Suddenly OneDrive is resyncing ~24000 files, and downloads them slowly one-by-one. As you can imagine this make an unusable PC for the user. Changes they make aren't uploaded to SharePoint for ages, (real!) changed files from the site don't appear for ages, the CPU level is high etc.

 

In the first case they added some new files to the sync'd folder on the PC and it started resyncing 'everything'. The second instance happened when a user returned from holiday.
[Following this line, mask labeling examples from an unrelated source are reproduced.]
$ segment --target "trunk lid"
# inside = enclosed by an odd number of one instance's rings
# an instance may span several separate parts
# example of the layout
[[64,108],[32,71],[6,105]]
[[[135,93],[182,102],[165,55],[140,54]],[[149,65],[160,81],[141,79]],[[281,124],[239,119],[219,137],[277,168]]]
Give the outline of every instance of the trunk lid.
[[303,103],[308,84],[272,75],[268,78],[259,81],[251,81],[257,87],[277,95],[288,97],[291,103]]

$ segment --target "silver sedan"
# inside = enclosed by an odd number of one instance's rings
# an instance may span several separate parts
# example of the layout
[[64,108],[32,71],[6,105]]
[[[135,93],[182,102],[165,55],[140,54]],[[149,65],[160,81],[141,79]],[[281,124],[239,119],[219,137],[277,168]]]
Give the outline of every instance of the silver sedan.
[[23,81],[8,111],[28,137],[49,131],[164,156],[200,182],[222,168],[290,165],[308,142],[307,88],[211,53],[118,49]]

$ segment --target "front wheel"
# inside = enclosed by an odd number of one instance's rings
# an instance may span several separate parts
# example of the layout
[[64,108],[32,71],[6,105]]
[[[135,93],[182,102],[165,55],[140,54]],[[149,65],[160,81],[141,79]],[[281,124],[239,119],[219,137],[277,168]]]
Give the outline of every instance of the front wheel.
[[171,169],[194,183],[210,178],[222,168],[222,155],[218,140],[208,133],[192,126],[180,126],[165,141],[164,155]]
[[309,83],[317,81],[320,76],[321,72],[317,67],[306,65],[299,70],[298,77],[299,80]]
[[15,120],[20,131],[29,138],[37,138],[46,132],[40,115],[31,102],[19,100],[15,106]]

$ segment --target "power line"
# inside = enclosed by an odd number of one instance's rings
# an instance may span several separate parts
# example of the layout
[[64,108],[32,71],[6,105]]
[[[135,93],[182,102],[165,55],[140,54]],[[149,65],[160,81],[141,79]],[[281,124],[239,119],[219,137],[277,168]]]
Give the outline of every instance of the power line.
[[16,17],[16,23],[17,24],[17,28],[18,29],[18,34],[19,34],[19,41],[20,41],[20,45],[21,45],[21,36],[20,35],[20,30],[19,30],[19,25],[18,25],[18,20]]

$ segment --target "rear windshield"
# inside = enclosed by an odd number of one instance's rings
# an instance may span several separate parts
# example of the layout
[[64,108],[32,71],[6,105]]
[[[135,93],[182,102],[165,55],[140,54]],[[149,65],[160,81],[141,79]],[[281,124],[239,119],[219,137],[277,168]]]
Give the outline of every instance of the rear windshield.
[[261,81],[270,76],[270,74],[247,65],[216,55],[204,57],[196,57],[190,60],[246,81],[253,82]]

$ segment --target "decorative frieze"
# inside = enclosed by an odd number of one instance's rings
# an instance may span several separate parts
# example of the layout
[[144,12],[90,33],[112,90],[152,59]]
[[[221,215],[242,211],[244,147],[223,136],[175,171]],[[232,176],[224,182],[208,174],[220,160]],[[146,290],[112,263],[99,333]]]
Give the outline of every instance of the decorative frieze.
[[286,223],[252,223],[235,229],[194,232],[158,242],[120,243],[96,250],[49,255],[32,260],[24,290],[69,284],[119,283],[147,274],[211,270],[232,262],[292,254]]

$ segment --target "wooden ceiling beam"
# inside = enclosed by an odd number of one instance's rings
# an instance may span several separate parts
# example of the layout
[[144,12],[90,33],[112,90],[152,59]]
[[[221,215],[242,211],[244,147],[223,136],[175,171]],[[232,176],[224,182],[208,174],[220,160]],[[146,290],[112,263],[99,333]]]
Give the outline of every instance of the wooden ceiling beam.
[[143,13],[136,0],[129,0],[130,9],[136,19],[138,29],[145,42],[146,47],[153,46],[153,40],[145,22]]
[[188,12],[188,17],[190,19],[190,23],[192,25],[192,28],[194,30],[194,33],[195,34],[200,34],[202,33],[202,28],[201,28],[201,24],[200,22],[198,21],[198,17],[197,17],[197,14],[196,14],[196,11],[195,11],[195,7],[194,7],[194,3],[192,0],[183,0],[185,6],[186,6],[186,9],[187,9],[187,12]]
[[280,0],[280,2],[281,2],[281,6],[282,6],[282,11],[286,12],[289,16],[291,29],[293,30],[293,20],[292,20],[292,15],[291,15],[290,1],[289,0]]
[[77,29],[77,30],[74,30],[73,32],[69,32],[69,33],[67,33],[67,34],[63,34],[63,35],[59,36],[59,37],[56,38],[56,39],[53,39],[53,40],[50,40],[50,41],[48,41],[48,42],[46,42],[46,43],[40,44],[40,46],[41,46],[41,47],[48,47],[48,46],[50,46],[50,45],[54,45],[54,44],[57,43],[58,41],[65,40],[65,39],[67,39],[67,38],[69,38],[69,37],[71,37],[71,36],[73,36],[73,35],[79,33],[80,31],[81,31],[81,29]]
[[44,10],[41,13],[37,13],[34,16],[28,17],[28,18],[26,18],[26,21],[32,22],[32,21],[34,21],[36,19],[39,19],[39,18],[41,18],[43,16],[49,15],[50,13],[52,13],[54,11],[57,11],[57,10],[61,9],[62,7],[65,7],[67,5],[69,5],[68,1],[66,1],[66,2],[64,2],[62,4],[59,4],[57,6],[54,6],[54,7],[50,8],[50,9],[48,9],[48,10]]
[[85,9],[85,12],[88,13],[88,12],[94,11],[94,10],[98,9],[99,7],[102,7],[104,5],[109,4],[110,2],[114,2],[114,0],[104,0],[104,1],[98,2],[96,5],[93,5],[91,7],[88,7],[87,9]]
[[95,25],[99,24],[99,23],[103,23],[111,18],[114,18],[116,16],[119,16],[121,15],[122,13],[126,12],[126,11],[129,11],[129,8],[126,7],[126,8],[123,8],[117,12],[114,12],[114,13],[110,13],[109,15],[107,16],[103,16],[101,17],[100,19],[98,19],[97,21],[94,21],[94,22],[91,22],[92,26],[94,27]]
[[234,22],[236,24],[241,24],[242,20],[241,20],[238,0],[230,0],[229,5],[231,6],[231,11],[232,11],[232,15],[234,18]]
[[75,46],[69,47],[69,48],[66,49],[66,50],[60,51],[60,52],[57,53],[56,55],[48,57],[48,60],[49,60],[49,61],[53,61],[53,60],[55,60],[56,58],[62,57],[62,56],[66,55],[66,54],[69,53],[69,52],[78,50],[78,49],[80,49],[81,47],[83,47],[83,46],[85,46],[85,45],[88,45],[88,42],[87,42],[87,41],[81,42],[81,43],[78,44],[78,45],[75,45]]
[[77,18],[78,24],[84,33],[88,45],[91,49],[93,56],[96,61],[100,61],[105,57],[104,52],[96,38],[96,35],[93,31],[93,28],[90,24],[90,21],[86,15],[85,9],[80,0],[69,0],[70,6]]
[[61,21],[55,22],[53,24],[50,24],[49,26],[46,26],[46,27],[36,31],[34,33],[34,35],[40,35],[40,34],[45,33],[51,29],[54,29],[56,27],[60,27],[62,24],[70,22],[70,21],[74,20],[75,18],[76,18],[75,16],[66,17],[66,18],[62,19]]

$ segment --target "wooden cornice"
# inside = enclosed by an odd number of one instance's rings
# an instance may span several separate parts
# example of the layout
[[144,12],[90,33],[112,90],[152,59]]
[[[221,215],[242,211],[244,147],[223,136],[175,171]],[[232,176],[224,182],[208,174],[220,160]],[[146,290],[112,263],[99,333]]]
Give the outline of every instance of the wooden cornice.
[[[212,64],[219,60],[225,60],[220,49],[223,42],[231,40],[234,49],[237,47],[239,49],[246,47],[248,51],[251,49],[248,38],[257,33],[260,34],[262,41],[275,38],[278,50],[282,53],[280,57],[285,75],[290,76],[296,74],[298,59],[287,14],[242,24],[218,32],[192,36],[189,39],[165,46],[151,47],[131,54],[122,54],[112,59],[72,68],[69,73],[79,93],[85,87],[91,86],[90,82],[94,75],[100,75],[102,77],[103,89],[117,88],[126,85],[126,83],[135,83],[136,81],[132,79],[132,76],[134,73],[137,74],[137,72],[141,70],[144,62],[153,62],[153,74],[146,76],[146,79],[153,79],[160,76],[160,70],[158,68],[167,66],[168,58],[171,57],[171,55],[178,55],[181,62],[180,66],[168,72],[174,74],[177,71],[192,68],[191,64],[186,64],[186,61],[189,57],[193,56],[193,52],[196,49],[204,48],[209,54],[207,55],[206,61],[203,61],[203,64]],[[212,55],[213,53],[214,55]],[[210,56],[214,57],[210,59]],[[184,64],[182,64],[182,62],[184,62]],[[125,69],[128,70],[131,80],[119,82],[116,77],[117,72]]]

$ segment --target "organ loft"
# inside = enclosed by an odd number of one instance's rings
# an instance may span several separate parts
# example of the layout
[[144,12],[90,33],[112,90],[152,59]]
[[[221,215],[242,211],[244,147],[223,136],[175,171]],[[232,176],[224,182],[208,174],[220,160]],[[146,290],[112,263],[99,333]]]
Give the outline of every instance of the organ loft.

The site had been sync'd before she left, few files had changed on the site in the meantime, and boof re-syncing ~24000 files!  The settings dialog becomes unresponsive too in this case. Stopping the sync of the affected site takes a few attempts!

 

365 support couldn't suggest anything other that stop sync, update, re-start sync.

  • Luke Gatchell's avatar
    Luke Gatchell
    Copper Contributor

    I'm seeing the exact same thing over the past few weeks. It appears to be the most recent version of OneDrive that was installed (17.3.6943.0625), which also happened around the same time my laptop was forced to update to the Creator's Update. Randomly (it seems), when I login to my computer, OneDrive feels like it needs to resync some or all of the 12GB of sharepoint folders that I have synced. I have 3 sites synced, and it doesn't always resync all of them, but usually at least 7GB of something. It is driving me crazy, and several other people in our office are experiencing it as well. I tried the assistant you recommended and it found no issues. Is there any way to go back to an old version?

     

    Is there any hope on the horizon for a fix for this? As others have said, this is not good for my SSD drive, and it's also not good for my home/office bandwidth usage.

  • Try Microsoft's Support and Recovery Assistant for Office 365. I was having OneDrive issues - constantly resyncing (grinding down life of my SSD). It identified a OneNote notebook stored in ODFB. Never knew these should never be located in ODFB (outside of the stub). See Restrictions and limitations when you sync files and folders from Microsoft Support.

     

    Cleared out the notebook. Paused & restarted syncing, and restarted computer for good measure. All clear!

  • John Rispoli's avatar
    John Rispoli
    Copper Contributor

    I'm bumping this thread because I have been dealing with this since Files On-Demand came out with no resolution.

     

    I have one client with hundreds of thousands of files in a SharePoint Online library. Before Files On-Demand, you needed a hard drive large enough to hold all of the OD/SP data but at least it worked. When Files On-Demand came out, I thought it would be the perfect answer. Instead, if a user changes one file, the OneDrive client scans the entire library "looking for changes." As a result, that one file doesn't get synced for 5-10 minutes until the client has finished scanning.

     

    Currently, my client can only check the folders that they need in OneDrive settings but that's a tedious step when they are constantly moving between project folders.

     

    I would recommend to my client splitting their data into separate SharePoint libraries but I can't make that suggestion without knowing if it would actually resolve the issue. It's a waste of the client's money and my time.

     

    As Office 365 users, It makes sense for them to use OneDrive/SharePoint but I may have to move them to a competitor if this doesn't get resolved. The added cost outweighs the impaired productivity.